Is iSCSI on your storage radar?
The dearth of usable standards that supply any sort of usable features has long been a cause of complaint for those charged with managing the increasingly complex storage infrastructures deployed in many organisations. Recently, the Storage Networking Industry Association, more conveniently known as SNIA, launched its Bluefin storage management initiative onto the choppy storage seas. Last week, the SNIA announced the long awaited technical completion of the Internet Small Computer System Interconnect (iSCSI) standard.
The term iSCSI has been a subject of much discussion over the last twelve months as the profile of storage management has risen to heights never before witnessed in the sleepy, often overlooked area of computing charged with storing data. Unfortunately, much of the reporting of iSCSI has been left in the hands of marketers who attempted to position the then non-existent standard as the answer to life, the universe and everything, at least in storage. So where does iSCSI fit into the picture?
As many people are aware, SCSI is a long-standing standard that defines the way that components in computers may be fitted together. The use of the words 'Small Computer System' in the acronym gives some indication that SCSI was originally addressed at relatively small computers, desktop PCs and small servers. However, the SCSI standard was effective and has become the mainstay of the majority of disk to computer connections in ever-larger systems.
When it comes to larger, more expensive servers another technology, Fibre Channel, is used to connect storage to servers in both traditional directly attached scenarios and in architectures deploying networked storage (SAN and NAS). Fibre channel systems are fast but complex and are subject to a number of limitations, not least the requirement for staff to be highly trained in this subject area and the management tools that surround it.
The advent of an accepted iSCSI standard (and at the moment it is expected that only a few minor technical changes will occur before iSCSI is ratified) provides a means for organisations to connect storage systems to servers using standard IP protocols and networks as the communications technology.
The ability to make use of existing network links, and existing management skills, opens up new possibilities for linking storage to servers and should help reduce some of the escalating costs attributed to storage management today.

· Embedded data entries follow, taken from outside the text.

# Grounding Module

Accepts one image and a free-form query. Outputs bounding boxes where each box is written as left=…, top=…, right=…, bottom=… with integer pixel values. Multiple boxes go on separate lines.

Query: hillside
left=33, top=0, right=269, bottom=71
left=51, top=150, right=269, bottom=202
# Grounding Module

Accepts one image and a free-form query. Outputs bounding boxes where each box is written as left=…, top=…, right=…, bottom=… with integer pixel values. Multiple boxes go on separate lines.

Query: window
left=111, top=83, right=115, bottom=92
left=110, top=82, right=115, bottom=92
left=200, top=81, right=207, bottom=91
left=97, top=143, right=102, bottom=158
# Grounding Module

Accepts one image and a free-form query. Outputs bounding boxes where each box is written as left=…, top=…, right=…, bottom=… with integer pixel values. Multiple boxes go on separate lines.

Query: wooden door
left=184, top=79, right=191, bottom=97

With an armada of big name storage vendors actively promoting iSCSI, including Cisco, IBM, Emulex, FalconStor and QLogic, it is likely that the standard will quickly find its way into use in appropriate situations. iSCSI is not the answer to every problem but it is a useful addition to have available. It is expected that the vendors will release tools utilising the standard quite rapidly over the course of the next six months. Indeed, some suppliers have been selling iSCSI tools way in advance of the standard being fully defined.